Batasan minimum harga jual eceran (HJE) terbaru resmi berlaku pada hari ini, artinya per hari ini harga rokok akan menjadi lebih mahal.
Informasi ini tertuang dalam Peraturan Menteri Keuangan (PMK) Nomor 191 Tahun 2022 tentang Perubahan Kedua Atas PMK Nomor 192 Tahun 2021 tentang Tarif Cukai Hasil Tembakau Berupa Sigaret, Cerutu, Rokok Daun atau Klobot dan Tembakau Iris.
Aturan diteken 14 Desember 2022.
Menteri Keuangan Indonesia, Sri Mulyani Indrawati mengatakan penetapan kebijakan penyesuaian tarif CHT tersebut telah mempertimbangkan aspek ekonomi, ketenagakerjaan, keberlanjutan industri rokok, dan upaya pengendalian peredaran rokok ilegal.
Tanggapan warga pun bermunculan, Jemmy warga Kakaskasen, seorang perokok tidak terlalu peduli dengan kenaikan harga rokok.
“Kita sudah beralih ke rokok murah, dan banyak tersedia di pasaran”.
Yaa bagaimana lagi, merokok sudah menjadi kebiasaan orang banyak.
Memang, fenomena orang merokok terlihat dimana-mana.
Di pasar, di kantor, di jalan bahkan di lembaga pendidikan terlihat ada saja orang yang merokok.
Akademisi Max Ruindungan dalam halaman Facebooknya justru melihat dari kajian sosialnya.
Ia menceritakan bagaimana istrinya yang asal Seretan, Tondano.
Mereka baru saja pulang dari desa “Seretan” asal isteri saya, sekedar mengecek apakah buah cengkih sudah cukup matang untuk dipetik.
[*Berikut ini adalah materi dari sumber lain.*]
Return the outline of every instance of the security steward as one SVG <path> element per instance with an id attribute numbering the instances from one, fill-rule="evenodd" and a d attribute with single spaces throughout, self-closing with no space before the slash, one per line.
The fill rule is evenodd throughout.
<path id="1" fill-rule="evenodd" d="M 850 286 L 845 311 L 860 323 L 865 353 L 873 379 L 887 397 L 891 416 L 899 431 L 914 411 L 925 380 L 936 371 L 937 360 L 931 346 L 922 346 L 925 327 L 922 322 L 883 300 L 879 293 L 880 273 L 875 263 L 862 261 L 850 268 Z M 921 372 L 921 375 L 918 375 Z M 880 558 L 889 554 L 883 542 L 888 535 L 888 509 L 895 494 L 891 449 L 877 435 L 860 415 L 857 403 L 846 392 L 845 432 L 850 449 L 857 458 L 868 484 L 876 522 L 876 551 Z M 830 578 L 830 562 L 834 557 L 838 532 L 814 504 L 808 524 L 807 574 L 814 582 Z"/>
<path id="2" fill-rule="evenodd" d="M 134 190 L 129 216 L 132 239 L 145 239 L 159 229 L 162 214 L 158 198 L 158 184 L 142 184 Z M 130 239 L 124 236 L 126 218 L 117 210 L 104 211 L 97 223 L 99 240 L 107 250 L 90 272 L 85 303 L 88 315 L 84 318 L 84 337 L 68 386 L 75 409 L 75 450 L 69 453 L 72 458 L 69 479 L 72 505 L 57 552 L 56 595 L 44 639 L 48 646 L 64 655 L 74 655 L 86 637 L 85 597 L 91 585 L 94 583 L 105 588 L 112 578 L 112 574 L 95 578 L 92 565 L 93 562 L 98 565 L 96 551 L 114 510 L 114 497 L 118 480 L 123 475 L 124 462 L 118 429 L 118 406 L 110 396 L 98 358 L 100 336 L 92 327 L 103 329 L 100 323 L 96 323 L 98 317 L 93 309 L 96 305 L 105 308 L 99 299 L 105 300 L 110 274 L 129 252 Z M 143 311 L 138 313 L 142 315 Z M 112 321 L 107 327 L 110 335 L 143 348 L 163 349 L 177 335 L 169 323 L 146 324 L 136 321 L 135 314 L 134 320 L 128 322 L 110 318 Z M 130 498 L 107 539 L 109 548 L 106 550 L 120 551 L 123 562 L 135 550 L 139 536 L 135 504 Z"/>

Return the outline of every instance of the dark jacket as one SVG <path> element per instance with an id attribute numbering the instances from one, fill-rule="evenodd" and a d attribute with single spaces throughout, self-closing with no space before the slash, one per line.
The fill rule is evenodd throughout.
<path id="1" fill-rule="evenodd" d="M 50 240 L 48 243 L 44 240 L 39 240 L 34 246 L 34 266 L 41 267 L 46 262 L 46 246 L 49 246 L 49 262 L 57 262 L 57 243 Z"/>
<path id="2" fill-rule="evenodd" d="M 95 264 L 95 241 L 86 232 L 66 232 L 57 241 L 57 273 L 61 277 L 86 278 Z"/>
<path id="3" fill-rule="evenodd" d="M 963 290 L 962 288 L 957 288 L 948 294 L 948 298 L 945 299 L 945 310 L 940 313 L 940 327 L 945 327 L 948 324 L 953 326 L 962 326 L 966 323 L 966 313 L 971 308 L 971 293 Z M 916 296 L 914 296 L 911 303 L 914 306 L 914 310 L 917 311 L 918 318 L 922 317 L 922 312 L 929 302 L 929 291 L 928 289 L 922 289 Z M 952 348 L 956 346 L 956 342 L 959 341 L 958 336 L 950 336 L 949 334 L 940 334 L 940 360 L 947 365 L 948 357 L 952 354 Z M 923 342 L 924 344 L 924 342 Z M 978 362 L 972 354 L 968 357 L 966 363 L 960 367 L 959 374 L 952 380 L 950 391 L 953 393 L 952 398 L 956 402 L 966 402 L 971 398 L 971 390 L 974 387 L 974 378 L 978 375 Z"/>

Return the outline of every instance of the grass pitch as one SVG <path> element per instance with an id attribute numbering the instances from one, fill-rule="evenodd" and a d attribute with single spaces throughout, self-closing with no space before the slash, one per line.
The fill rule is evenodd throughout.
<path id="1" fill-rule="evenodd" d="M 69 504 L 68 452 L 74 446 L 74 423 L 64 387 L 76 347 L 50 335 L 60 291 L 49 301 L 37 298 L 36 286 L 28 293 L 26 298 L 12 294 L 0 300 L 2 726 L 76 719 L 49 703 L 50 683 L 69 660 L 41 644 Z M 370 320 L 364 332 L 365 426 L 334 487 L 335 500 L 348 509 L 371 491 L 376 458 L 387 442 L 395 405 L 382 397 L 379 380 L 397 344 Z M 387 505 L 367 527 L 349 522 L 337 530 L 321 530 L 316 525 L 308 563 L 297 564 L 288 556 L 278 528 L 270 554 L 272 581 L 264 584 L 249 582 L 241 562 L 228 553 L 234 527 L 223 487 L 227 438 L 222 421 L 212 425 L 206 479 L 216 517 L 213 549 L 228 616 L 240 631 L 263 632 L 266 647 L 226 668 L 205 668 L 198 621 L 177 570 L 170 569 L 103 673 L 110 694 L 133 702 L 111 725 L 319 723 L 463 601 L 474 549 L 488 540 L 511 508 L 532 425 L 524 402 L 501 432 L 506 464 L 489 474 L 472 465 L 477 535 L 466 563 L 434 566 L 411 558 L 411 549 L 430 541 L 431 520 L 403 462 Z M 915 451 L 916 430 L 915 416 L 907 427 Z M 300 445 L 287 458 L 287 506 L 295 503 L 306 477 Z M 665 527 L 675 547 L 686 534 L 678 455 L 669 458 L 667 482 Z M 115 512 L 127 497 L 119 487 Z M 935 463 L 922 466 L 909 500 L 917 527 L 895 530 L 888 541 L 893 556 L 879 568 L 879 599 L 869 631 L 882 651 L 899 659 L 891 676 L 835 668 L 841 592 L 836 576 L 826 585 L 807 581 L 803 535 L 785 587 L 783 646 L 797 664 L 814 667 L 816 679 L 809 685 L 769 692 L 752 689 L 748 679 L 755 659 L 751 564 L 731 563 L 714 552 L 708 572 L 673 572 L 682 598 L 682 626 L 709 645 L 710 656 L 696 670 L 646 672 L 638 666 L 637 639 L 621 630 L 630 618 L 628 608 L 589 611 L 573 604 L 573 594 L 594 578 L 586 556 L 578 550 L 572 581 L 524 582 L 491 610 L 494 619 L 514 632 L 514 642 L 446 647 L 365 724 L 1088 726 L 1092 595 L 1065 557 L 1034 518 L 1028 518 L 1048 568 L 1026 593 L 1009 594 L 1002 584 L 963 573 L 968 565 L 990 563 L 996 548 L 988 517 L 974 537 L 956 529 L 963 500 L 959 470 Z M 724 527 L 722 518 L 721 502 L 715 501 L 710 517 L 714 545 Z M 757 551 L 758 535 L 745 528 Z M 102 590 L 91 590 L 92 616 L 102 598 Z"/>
Max menulis hitungan ekonomis dari usaha pertanian menanam pohon cengkih (tahun 2010).
Seretan adalah sebuah desa di Kabupaten Minahasa dimana 99% penduduknya adalah petani cengkih.
Akhir tahun 70-an desa ini memiliki pendapatan perkapita tertinggi di Sulawesi Utara.
Produksi cengkih dengan kondisi pertumbuhan prima waktu itu sekitar 4000 ton.